< 2 Samuel 19 >

1 Und es wurde Joab berichtet: Siehe, der König weint und trauert um Absalom.
I zawiadomiono Joaba: Oto król płacze i lamentuje z powodu Absaloma.
2 Und der Sieg wurde an jenem Tage zur Trauer für das ganze Volk; denn das Volk hörte an jenem Tage sagen: Der König ist betrübt um seinen Sohn.
Tak więc zwycięstwo tego dnia zamieniło się w żałobę dla całego ludu. Lud bowiem usłyszał w tym dniu, jak mówiono: Król ubolewa nad swoim synem.
3 Und das Volk stahl sich in die Stadt hinein an jenem Tage, wie ein Volk sich wegstiehlt, das zu Schanden geworden, wenn es im Streit geflohen ist.
I lud wkradał się tego dnia, gdy wchodzili do miasta, tak jak wkrada się lud, który jest okryty hańbą i ucieka z bitwy.
4 Und der König hatte sein Angesicht verhüllt, und der König schrie mit lauter Stimme: Mein Sohn Absalom! Absalom, mein Sohn, mein Sohn!
A król zasłonił swoją twarz i wołał donośnym głosem: Mój synu, Absalomie, Absalomie, mój synu, mój synu!
5 Da begab sich Joab zum König ins Haus und sprach: Du hast heute das Angesicht aller deiner Knechte beschämt, die heute dein Leben errettet haben und das Leben deiner Söhne und deiner Töchter, und das Leben deiner Weiber und das Leben deiner Kebsweiber,
Wtedy Joab wszedł do króla do domu i powiedział: Okryłeś dziś wstydem twarze wszystkich swoich sług, którzy dzisiaj ocalili twoje życie, życie twoich synów i córek oraz życie twoich żon i nałożnic.
6 indem du liebst, die dich hassen, und hassest, die dich lieben; denn du hast heute kundgetan, daß dir Oberste und Knechte nichts sind; denn heute erkenne ich, daß, wenn Absalom lebendig und wir alle heute tot wären, daß es dann recht wäre in deinen Augen.
Miłujesz tych, którzy cię nienawidzą, a nienawidzisz tych, którzy cię miłują. Pokazałeś bowiem dziś, że dowódcy i słudzy są dla ciebie niczym. Gdyż dzisiaj poznałem, że gdyby Absalom przeżył, a my wszyscy dziś poleglibyśmy, to by ci się bardzo spodobało.

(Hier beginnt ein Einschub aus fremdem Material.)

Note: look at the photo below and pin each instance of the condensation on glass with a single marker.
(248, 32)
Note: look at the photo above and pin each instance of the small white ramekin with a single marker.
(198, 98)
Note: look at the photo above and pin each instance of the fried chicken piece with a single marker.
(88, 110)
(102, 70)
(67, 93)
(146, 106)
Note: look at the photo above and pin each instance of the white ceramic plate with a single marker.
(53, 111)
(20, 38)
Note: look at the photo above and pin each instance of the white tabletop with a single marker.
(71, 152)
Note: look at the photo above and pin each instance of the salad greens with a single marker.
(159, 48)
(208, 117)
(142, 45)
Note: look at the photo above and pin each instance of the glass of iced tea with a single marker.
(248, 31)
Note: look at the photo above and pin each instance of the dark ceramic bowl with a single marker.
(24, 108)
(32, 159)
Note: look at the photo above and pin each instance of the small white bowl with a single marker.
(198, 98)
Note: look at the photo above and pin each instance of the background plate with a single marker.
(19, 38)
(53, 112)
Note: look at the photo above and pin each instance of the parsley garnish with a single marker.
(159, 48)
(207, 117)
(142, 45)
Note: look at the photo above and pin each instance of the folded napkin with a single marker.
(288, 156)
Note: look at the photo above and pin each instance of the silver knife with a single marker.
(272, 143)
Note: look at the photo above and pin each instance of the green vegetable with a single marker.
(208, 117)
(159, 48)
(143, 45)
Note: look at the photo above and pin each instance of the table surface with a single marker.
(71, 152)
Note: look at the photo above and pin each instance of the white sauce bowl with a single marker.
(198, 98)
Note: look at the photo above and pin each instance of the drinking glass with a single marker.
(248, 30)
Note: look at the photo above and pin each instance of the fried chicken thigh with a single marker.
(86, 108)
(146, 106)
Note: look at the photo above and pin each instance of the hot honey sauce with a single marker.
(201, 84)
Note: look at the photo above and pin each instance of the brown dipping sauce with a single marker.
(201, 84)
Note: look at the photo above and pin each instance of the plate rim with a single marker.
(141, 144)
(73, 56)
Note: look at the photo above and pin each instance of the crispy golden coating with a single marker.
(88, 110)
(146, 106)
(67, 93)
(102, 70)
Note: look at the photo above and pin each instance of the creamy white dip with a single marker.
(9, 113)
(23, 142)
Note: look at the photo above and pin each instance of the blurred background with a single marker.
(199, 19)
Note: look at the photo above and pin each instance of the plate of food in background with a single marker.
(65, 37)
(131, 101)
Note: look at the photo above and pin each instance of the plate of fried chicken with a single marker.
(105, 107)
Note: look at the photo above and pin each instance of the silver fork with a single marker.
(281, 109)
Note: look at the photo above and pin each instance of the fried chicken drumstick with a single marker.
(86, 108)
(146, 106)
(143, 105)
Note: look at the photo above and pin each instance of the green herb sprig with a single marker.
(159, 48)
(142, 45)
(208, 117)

7 Und nun mache dich auf, gehe hinaus und rede zum Herzen deiner Knechte; denn ich schwöre bei Jehova, wenn du nicht hinausgehst, so wird diese Nacht nicht ein Mann bei dir bleiben; und das wäre schlimmer für dich als alles Übel, das über dich gekommen ist von deiner Jugend an bis jetzt.
Teraz wstań więc, wyjdź i przemów łagodnie do swoich sług. Przysięgam bowiem na PANA, że jeśli nie wyjdziesz, nikt nie pozostanie przy tobie tej nocy, a będzie to gorsze niż całe zło, jakie spotkało cię od twej młodości aż dotąd.

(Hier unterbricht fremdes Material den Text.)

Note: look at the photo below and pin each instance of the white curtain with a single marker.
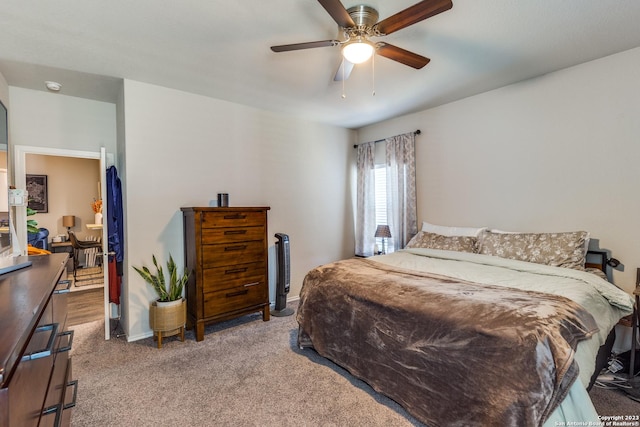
(365, 199)
(401, 189)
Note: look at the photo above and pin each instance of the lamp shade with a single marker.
(357, 51)
(68, 221)
(383, 231)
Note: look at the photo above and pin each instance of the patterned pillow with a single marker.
(555, 249)
(449, 243)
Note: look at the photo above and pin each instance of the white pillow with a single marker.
(452, 231)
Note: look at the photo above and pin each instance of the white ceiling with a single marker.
(221, 49)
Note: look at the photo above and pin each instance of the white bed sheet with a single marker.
(606, 303)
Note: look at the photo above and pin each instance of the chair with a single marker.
(79, 245)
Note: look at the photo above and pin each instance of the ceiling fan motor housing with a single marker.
(363, 16)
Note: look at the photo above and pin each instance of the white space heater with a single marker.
(284, 276)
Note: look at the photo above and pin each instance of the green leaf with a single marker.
(171, 291)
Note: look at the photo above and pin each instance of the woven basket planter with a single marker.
(167, 319)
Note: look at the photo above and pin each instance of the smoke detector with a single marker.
(53, 86)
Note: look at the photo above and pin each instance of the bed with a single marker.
(487, 328)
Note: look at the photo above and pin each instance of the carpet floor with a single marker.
(246, 372)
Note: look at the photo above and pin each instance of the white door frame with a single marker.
(20, 181)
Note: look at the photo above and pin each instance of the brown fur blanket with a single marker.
(452, 353)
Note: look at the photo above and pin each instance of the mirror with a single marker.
(5, 234)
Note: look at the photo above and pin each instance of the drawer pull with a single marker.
(64, 290)
(55, 409)
(235, 216)
(68, 346)
(238, 293)
(48, 351)
(73, 384)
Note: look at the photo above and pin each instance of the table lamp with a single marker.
(384, 232)
(68, 221)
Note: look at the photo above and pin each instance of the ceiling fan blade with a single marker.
(338, 12)
(307, 45)
(412, 14)
(344, 71)
(403, 56)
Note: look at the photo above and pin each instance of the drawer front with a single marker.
(232, 253)
(232, 219)
(28, 386)
(230, 235)
(231, 276)
(220, 302)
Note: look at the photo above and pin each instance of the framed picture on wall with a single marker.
(37, 188)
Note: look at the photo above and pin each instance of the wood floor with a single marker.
(85, 306)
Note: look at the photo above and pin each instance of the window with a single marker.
(380, 184)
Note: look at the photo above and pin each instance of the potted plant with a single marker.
(168, 313)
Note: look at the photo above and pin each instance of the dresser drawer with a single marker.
(229, 235)
(221, 302)
(232, 253)
(232, 219)
(231, 276)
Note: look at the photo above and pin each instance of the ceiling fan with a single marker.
(359, 24)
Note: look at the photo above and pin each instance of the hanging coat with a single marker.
(115, 233)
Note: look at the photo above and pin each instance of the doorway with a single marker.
(75, 180)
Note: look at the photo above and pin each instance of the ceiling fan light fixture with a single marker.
(358, 51)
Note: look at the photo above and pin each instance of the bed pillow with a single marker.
(452, 231)
(555, 249)
(448, 243)
(586, 241)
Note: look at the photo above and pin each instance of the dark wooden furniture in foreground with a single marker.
(35, 367)
(226, 255)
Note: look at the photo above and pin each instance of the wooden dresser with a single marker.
(35, 367)
(226, 254)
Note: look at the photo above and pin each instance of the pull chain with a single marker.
(343, 94)
(373, 74)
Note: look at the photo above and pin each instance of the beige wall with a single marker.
(559, 152)
(182, 149)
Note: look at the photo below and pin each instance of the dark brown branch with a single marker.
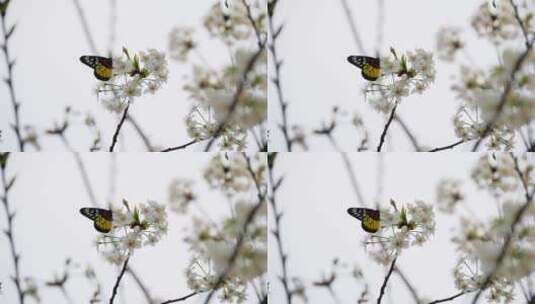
(385, 130)
(140, 132)
(508, 87)
(447, 147)
(520, 23)
(121, 274)
(182, 298)
(449, 298)
(383, 287)
(9, 231)
(235, 100)
(277, 63)
(276, 231)
(118, 129)
(253, 23)
(180, 147)
(9, 80)
(248, 220)
(509, 237)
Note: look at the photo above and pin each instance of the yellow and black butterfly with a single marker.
(370, 218)
(102, 218)
(101, 66)
(370, 66)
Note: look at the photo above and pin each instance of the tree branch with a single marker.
(383, 287)
(235, 100)
(182, 298)
(389, 121)
(503, 99)
(447, 147)
(118, 129)
(510, 235)
(9, 79)
(181, 146)
(277, 63)
(274, 185)
(121, 274)
(9, 231)
(250, 217)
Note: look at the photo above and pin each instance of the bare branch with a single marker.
(121, 274)
(277, 63)
(118, 129)
(274, 186)
(385, 130)
(383, 287)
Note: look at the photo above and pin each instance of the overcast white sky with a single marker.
(316, 76)
(316, 227)
(48, 76)
(47, 197)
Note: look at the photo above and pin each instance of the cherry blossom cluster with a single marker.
(132, 229)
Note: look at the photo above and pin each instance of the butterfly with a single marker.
(102, 218)
(370, 66)
(370, 218)
(101, 66)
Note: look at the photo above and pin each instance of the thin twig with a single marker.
(520, 23)
(411, 136)
(140, 284)
(248, 220)
(85, 26)
(9, 80)
(9, 231)
(510, 235)
(385, 130)
(277, 63)
(449, 298)
(253, 23)
(121, 274)
(118, 129)
(383, 287)
(235, 100)
(508, 87)
(180, 147)
(274, 185)
(182, 298)
(447, 147)
(353, 26)
(140, 132)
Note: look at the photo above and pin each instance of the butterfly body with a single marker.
(370, 219)
(102, 66)
(102, 218)
(370, 66)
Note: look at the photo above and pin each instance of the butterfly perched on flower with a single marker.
(370, 218)
(101, 66)
(102, 218)
(370, 66)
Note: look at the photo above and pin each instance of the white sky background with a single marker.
(315, 76)
(48, 227)
(316, 228)
(48, 76)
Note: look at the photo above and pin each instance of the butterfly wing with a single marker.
(101, 66)
(102, 218)
(370, 66)
(370, 219)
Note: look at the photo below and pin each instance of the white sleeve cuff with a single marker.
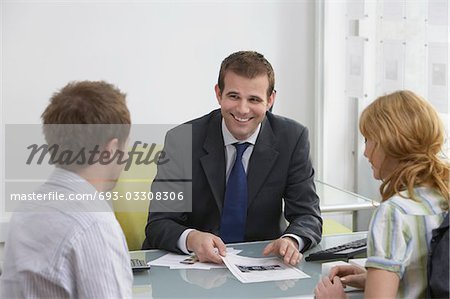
(182, 241)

8 Da machte der König sich auf und setzte sich in das Tor. Und man berichtete allem Volke und sprach: Siehe, der König sitzt im Tore! Da kam alles Volk vor den König. Israel aber war geflohen, ein jeder nach seinen Zelten.
Wtedy król wstał i zasiadł w bramie. Zawiadomiono cały lud: Oto król zasiadł w bramie. I cały lud stawił się przed królem. Izraelici zaś uciekli, każdy do swego namiotu.
9 Und das ganze Volk haderte miteinander unter allen Stämmen Israels und sprach: Der König hat uns aus der Hand unserer Feinde errettet, und er hat uns befreit aus der Hand der Philister; und jetzt ist er vor Absalom aus dem Lande geflohen.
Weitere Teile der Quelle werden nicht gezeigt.